Wendy Reuer, Published December 21 2013
The Joy Project aims to deliver meals, presents
The grim thought of a holiday without a family meal or presents stuck with her, and she decided there was something she could do instead of just thinking about it.
“There are families that live in these little rooms, and I thought, what can I do to help them have a nice Christmas,” Bengtson-Lorerzel said.
The Moorhead resident reached out to friends and family in an effort to serve Christmas meals to anyone in temporary housing. Within weeks, her idea morphed into the Joy Project, which will deliver hundreds of meals and presents to folks at two local hotels, both Ronald McDonald homes, and other temporary housing facilities in the metro area.
Bengtson-Lorerzel contacted the owner of the Grand Inn in Fargo and Moorhead and was able to coordinate a large buffet meal at each hotel for residents on Christmas Eve.
“It ended up working out a lot easier than trying to get individual meals to every single room,” she said.
Meals will also be delivered to Stepping Stones Resource Center, Gladys Ray Shelter and the Ronald McDonald House North, all in Fargo, on Christmas Eve.
Then, on Christmas Day, meals will be served at the Dorothy Day House in Moorhead and Ronald McDonald House South in Fargo.
“We have volunteers doing all the cooking at home to bring in big meals,” Bengtson-Lorerzel said.
Jill Christopher, Ronald McDonald House executive director, said the 12 families in the two houses – which provide shelter to families of children receiving medical care in Fargo – are excited about the Joy Project this Christmas.

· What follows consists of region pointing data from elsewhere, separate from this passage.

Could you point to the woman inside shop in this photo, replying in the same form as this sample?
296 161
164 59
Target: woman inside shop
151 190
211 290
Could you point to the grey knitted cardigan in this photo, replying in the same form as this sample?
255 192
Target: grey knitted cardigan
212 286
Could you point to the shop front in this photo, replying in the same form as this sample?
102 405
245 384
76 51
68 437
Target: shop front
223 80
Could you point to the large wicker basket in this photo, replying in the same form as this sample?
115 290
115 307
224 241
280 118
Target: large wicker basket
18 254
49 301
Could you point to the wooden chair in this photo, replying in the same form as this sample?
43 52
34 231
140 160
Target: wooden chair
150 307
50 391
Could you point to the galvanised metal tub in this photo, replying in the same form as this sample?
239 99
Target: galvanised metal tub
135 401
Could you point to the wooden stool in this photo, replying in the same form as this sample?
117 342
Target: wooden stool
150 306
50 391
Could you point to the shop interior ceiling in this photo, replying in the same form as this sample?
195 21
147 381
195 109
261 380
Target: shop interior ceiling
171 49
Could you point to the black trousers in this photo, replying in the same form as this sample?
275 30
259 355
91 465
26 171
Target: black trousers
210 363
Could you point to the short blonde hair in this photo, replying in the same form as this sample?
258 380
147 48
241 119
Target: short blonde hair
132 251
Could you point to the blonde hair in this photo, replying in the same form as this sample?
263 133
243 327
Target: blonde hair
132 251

“To have someone come in and take the time away from their holiday and make them feel at home and at ease, it’s really nice,” she said. “It makes the families feel like they’re still getting a holiday, even though they’re not at their house.”
Donations pouring in
Bengtson-Lorerzel’s good works also allowed a direct line to “Santa,” who has agreed to deliver presents – also donated by community members – to adults and children in the temporary housing.
“Just so they have a little something to open,” Bengtson-Lorerzel said.
When Bengtson-Lorerzel posted the Joy Project on Facebook, volunteers and donations began pouring in.
“We probably have seven families cooking,” she said. “Right now, my basement is turning into Christmas center. I have presents all over the place.”
Volunteers like Jennifer Swenson and Christine Hooge have stepped up to help in any way they can after seeing the posts on Facebook. Hooge and her family plan to take photos of the families to later give back as framed portraits.
“When I was tight on money, it was something I wanted but couldn’t have when my kids were little,” Hooge said. “I am looking forward to giving the moms something they really will love: a photo.”
The Facebook page also serves as a connection point for families in need. The past few weeks, Bengtson-Lorerzel has posted any type of need she has gotten wind of. From grocery cards, to a ride to the grocery store for someone with a broken-down car, to a heavy winter coat for a man working outdoors, volunteers have come forward to help.
“People would just say, ‘I’ll take this one or I’ll do that,’ and it was done,” Bengtson-Lorerzel said.
The mother of three children under age 8, who works two jobs, said the project has already given back to her family.
“I think [my kids] are getting a good understanding of why we’re doing this,” Bengtson-Lorerzel, said. “They’re learning now what Christmas is really about. What they are learning now will stick with them the rest of their lives.”
While the response has been amazing, she said, it wasn’t surprising.
“People are so giving and so supportive here. I just knew I could count on my friends and my friends’ friends.”
The Joy Project has enough volunteers, but donations such as gift cards can still be made for those in temporary housing.
More information can be found by searching for the Joy Project or Bengtson-Lorerzel, on Facebook.
“I hope we can do it again next year,” she said.